K-numberK253361
Device nameTeleport Glide Microcatheter
ApplicantOrbusNeich Medical (Shenzhen) Co., Ltd.
Product codeDQY
Device classClass II
Decision dateApr 10, 2026
DecisionSubstantially Equivalent
Regulation870.1250
AI Summary extracted from FDA summary PDF · never regenerated
Intended use

The Teleport Glide Microcatheter is a single-lumen catheter designed for use in peripheral blood vessels. It guides and supports a guidewire, allows for guidewire exchange, and delivers contrast media into peripheral vasculature. The device is available in three sizes with working lengths ranging from 65cm to 200cm and is compatible with standard 0.018-inch or 0.035-inch guidewires.

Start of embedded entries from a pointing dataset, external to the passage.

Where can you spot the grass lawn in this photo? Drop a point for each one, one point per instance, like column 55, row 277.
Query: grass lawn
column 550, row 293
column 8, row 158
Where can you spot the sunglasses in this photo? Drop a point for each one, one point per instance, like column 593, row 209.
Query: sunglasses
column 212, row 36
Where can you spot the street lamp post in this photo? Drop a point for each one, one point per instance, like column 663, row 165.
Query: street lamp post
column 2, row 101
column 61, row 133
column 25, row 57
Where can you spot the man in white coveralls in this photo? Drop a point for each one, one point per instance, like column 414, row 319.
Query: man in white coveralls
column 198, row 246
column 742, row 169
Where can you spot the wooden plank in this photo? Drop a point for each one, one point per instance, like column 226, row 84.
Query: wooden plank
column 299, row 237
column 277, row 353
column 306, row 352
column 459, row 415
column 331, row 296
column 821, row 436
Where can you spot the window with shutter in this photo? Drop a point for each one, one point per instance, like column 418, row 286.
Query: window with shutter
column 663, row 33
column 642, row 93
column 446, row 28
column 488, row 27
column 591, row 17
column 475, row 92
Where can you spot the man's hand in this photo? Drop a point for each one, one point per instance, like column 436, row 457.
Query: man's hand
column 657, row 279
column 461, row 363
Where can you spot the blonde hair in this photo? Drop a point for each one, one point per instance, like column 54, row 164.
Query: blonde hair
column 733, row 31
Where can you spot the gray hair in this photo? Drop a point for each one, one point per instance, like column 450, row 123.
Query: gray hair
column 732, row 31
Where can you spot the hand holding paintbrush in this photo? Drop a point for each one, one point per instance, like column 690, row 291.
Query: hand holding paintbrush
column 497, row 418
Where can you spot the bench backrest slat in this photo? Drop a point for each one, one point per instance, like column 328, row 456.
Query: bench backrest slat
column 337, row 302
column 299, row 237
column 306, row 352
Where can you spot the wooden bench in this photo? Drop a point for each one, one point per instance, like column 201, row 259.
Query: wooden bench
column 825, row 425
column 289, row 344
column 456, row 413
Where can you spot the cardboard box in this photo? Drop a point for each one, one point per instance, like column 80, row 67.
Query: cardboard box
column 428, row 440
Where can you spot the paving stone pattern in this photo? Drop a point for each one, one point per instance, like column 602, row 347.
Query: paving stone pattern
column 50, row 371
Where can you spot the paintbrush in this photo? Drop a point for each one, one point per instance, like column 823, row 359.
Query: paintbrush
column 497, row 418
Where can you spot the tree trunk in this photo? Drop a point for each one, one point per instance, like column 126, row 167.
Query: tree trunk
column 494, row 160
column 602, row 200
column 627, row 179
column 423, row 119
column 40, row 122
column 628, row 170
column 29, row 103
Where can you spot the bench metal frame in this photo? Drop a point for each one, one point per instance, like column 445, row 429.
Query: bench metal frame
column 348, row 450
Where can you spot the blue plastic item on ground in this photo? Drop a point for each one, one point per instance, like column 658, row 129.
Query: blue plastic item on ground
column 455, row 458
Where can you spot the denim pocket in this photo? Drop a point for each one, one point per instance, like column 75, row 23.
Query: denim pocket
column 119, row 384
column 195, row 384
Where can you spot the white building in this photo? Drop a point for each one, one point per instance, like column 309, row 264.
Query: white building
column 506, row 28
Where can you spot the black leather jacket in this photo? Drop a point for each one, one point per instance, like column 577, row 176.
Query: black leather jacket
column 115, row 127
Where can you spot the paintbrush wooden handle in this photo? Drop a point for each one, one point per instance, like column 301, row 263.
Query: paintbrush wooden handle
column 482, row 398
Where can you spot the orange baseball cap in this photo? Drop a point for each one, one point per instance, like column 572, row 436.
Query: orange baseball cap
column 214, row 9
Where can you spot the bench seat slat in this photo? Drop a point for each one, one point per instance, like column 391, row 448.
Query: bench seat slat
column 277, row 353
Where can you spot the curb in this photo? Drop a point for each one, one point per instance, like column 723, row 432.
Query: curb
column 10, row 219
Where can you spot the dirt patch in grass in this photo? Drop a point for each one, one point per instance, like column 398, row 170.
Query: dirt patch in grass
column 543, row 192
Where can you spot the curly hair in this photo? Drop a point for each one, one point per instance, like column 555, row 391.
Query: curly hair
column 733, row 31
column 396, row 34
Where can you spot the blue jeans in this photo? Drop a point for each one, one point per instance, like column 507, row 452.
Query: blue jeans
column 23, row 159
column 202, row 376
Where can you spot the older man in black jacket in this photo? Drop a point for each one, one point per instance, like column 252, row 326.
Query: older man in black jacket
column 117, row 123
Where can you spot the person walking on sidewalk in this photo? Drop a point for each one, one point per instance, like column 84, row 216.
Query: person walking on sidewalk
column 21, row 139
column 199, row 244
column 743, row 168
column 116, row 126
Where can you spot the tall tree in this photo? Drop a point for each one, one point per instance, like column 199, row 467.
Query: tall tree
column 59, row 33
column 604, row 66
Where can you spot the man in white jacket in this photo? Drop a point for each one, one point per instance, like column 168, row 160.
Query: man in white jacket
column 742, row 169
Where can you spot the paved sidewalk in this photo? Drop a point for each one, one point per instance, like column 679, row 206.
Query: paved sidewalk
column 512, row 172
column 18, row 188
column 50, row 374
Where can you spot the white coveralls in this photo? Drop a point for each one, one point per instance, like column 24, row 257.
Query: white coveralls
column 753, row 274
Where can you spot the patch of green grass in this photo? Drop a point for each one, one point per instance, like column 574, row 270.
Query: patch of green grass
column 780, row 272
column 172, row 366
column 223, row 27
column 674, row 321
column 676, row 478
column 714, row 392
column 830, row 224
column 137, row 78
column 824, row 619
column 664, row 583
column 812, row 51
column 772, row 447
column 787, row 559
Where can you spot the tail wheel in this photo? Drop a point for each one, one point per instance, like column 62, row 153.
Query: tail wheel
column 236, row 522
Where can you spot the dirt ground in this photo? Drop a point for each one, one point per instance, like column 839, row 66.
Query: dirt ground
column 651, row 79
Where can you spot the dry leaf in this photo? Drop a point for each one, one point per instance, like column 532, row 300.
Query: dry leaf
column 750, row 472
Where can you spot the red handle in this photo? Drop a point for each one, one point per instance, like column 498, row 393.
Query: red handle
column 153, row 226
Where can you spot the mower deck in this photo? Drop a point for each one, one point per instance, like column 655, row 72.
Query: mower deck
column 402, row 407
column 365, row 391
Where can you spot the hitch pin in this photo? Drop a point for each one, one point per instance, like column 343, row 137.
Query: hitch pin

Technological characteristics

The device has the same indications for use, similar catheter design, similar materials of construction, and same sterilization method as predicate devices. Technological differences include specific materials selected and exact dimensions of components. The catheter has a hydrophilic polymer coating on the outer surface for lubricity and a fluoropolymer-lined lumen to facilitate guidewire movement.

Test standards cited

Not stated in this summary. The document references ISO 13485 clauses for design controls, nonconforming product, corrective action, and preventative action, but does not cite specific consensus standards for device testing.

Substantial equivalence argument

The Teleport Glide Microcatheter is substantially equivalent to three predicate devices (Navicross 0.018", Terumo Support Catheter, and R2P Navicross) because it shares the same indications for use, similar design and materials, and equivalent sterilization methods. Comprehensive performance testing including sterilization, shelf-life, mechanical properties, biocompatibility, and hemocompatibility all met acceptance criteria, demonstrating that the design and construction are suitable for the intended use.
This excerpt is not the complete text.